The Best iPhone Destruction Videos of 2016
iPhone rage is real.
Lots of things went to sh*t this year, including a number of iPhones that underwent destructive experiments in order to see what they could withstand. You may be surprised to see what the iPhone can handle.
1. Boiling an iPhone 7
It turns out that boiling the iPhone 7, even for several minutes, doesn't do much to the phone. After getting boiled in scolding hot water, the newest, water resistant iPhone turned out okay. It only took a little while for it to turn back on.

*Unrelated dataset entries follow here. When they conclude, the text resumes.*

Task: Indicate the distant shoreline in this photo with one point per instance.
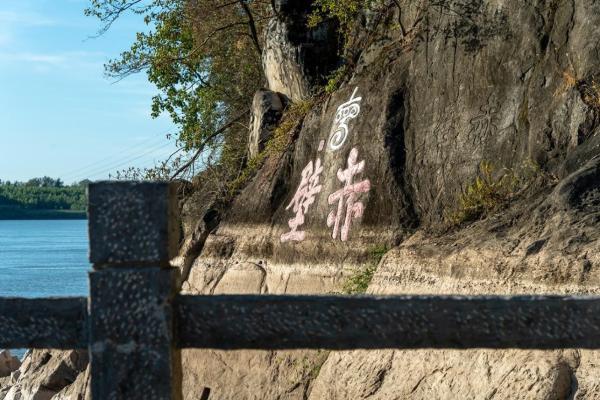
(31, 214)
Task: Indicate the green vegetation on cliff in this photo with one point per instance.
(42, 198)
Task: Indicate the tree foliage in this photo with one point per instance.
(204, 56)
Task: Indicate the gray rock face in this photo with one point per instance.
(45, 373)
(295, 58)
(267, 108)
(8, 363)
(435, 91)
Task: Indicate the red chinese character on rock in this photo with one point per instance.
(352, 208)
(303, 199)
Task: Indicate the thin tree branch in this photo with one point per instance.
(206, 141)
(252, 26)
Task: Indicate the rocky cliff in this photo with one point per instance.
(385, 161)
(463, 143)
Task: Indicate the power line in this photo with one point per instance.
(111, 160)
(121, 164)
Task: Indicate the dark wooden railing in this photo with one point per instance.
(134, 323)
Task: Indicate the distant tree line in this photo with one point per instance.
(43, 194)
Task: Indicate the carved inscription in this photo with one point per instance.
(348, 207)
(345, 113)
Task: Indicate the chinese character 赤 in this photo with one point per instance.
(348, 194)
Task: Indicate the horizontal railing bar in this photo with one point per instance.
(404, 322)
(53, 323)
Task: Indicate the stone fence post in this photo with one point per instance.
(133, 233)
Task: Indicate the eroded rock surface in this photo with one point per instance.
(434, 91)
(49, 374)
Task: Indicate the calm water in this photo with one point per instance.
(43, 259)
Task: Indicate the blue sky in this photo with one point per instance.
(59, 115)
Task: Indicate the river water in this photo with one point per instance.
(43, 259)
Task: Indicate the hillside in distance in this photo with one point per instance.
(42, 198)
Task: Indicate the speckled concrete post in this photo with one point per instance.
(133, 235)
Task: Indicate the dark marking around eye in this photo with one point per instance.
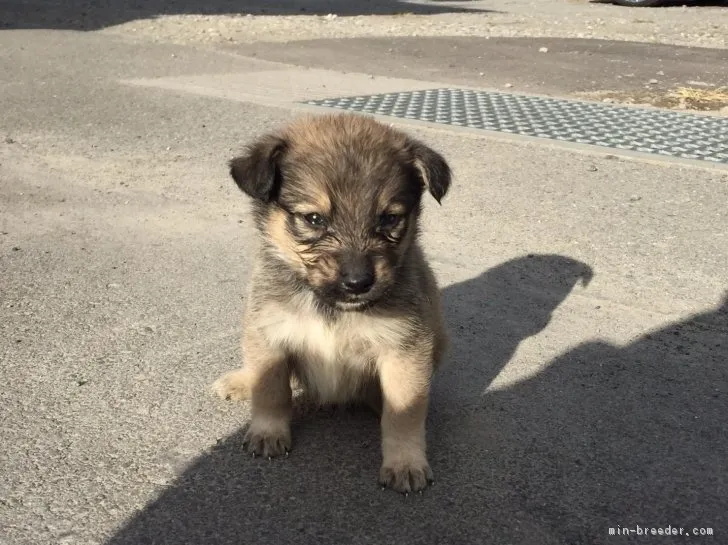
(315, 220)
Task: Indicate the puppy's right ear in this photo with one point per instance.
(258, 172)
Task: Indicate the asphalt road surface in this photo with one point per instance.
(586, 290)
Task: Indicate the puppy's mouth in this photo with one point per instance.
(352, 305)
(346, 302)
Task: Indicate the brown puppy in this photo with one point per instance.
(341, 298)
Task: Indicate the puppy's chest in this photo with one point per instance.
(350, 341)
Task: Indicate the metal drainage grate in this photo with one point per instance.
(652, 131)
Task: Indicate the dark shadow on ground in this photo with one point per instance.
(96, 14)
(605, 436)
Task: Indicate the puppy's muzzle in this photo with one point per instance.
(356, 276)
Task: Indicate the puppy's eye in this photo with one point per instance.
(315, 220)
(388, 222)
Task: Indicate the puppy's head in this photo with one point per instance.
(337, 198)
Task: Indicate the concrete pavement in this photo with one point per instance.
(587, 387)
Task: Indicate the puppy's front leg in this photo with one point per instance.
(405, 390)
(269, 433)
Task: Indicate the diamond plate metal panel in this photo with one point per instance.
(659, 132)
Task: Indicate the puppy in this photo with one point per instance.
(341, 299)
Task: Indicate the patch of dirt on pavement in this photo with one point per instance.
(682, 98)
(701, 26)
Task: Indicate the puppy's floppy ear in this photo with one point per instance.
(257, 172)
(432, 169)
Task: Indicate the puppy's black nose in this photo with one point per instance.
(357, 280)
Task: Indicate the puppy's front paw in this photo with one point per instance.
(233, 386)
(406, 476)
(268, 439)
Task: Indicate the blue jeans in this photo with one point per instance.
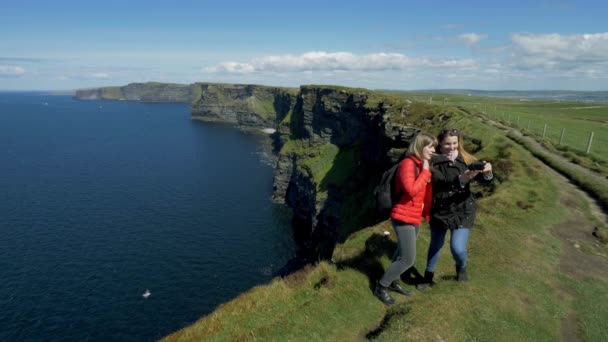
(458, 245)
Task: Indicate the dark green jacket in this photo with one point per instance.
(453, 204)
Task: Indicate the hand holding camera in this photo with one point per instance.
(477, 165)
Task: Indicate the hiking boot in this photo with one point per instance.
(426, 282)
(396, 287)
(461, 274)
(382, 293)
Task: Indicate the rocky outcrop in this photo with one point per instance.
(146, 92)
(244, 105)
(333, 143)
(340, 141)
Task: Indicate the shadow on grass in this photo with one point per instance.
(368, 262)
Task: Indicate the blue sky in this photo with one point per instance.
(520, 45)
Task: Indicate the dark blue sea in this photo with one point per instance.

2. Using a pumpkin to shield an iPhone from a 100-foot fall
Can a pumpkin protect an iPhone from a 100-foot drop test? More or less, actually. While the pumpkin itself was completely destroyed, the iPhone survived, amidst all that padding from the pumpkin's interior—which was also filled with candy corn.
3. Hammering and slicing an iPhone 7
This guy starts off gentle, attempting to slice the iphone with wispy strokes of a knife before he decided to take a three-pound hammer to it. With the knife, he essentially battered up the iPhone's back side, making it less smooth and shiney. And after a couple knocks with the hammer, the iPhone's screen was done for.
4. Dousing an iPhone 7 in the world's strongest acid
Fluoroantimonic acid and iPhones do not get along. Under a sprinkling acid chunks, the iPhone first began to discolor and degrade. Then he soaks it in acid, which dissolves parts of its outer appearance. Still, the phone ended up function after he turned it on following the whole experiment.
5. Dropping a flaming iPhone 100 feet into a pool of water
First the iphones were lit on fire with lighter fluid and dropped into a pool of water, though one of them missed and hit the ground. Needless to say, the heat, drop impact, and water damage did not bode well for the iPhones, even if they could still turn on.
And lastly, amidst all that destruction, here's something cute you can do to an iPhone:
6. Getting an animal to unlock an iPhone
This guy used a hedgehog's paw to unlock the iPhone with the touch sensors. Given the similarity between the size of the hedgehog's paw and the size of a human finger tip, the trick works pretty well.